Questo l’appello che la Senatrice Teresa Bellanova ha rivolto ieri, nel corso di un incontro sui temi del lavoro e dello sviluppo promosso dalla Sezione Pd Nuovo Salario a Roma.
“Questa è probabilmente, dopo la caduta del Muro di Berlino, la tornata europea più delicata. Aumento vertiginoso delle disuguaglianze economiche e sociali, differenze marcate tra gli schieramenti in campo, minaccia fortissima di un blocco reazionario dove si sta saldando di tutto: lepenismo, antiche e nuove destre, xenofobia, pericolose tendenze autarchiche.
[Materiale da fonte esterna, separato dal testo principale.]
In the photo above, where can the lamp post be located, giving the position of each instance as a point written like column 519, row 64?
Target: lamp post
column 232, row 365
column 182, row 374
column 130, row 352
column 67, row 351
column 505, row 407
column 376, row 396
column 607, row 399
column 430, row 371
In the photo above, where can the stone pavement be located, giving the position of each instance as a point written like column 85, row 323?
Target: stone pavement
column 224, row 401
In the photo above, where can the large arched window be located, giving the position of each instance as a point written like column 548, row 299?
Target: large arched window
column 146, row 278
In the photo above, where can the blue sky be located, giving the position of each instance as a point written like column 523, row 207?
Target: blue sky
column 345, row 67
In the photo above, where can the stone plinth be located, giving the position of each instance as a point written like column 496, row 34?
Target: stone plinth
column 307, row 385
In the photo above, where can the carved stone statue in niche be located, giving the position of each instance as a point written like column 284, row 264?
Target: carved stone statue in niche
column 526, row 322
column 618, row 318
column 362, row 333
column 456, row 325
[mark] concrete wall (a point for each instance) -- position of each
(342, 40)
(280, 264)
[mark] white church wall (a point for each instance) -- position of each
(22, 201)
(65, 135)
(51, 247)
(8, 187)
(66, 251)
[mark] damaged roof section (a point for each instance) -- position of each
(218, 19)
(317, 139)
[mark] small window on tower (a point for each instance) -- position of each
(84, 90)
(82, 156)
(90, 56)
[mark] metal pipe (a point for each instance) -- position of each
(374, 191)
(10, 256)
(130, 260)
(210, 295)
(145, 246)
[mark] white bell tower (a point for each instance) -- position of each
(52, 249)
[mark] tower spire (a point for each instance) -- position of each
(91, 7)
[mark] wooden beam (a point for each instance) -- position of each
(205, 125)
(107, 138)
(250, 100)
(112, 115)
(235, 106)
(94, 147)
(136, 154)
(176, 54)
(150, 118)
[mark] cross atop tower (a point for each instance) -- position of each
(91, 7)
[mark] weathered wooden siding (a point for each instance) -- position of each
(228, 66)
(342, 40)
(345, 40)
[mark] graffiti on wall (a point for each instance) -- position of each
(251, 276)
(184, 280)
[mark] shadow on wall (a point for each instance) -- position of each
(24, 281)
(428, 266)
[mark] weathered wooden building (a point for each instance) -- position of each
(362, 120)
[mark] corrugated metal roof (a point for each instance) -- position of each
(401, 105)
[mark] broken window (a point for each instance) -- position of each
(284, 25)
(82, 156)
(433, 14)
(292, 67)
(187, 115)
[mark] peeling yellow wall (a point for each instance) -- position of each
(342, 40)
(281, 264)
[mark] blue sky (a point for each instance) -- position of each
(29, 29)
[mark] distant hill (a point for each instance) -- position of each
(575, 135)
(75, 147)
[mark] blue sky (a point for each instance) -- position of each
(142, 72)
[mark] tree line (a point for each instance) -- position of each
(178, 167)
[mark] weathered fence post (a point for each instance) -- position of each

Per questo dobbiamo essere capaci di raccontare e affermare un’Europa diversa, del lavoro e dello sviluppo, dell’inclusione e della sostenibilità, per sconfiggere ovunque le sacche di arretratezza, arretramento, povertà. Ci sono parole-chiave ormai scomparse quasi completamente dal lessico politico ed economico imposto da questo Governo: sistema-paese, mezzogiorno, politiche industriali, lavoro, giustizia sociale, nuove generazioni, inclusione, donne. Parole che restituiscono un’urgenza: abbiamo bisogno di più riformismo, in Italia e in Europa. Per dire ai cittadini come intendiamo tenere insieme la trasformazione, l’innovazione sempre più veloce, il nuovo che si impone nei segmenti strategici e quello che invece, sentendosi fragile ed esposto, ha paura. Continuiamo a parlare di un Europa a due velocità. Non è così: le velocità e le arretratezze rischiano di essere molte di più. Bisogna saperle tenere insieme, non frenare le prime, non immiserire ulteriormente, respingendole ancora di più ai margini del cerchio, le altre. Sarebbe un errore micidiale perché è da qui che si generano populismi eversivi e rigurgitano gli estremismi.
Dovremo risolvere le contraddizioni più forti: è necessaria una politica estera europea, sono necessarie politiche comuni per le migrazioni, sono necessarie politiche condivise e comuni sul lavoro e sulla rappresentanza per sconfiggere la concorrenza sleale interna. Che c’è e non possiamo fingere di ignorarla. Difendiamo l’Europa perché vogliamo cambiarla”.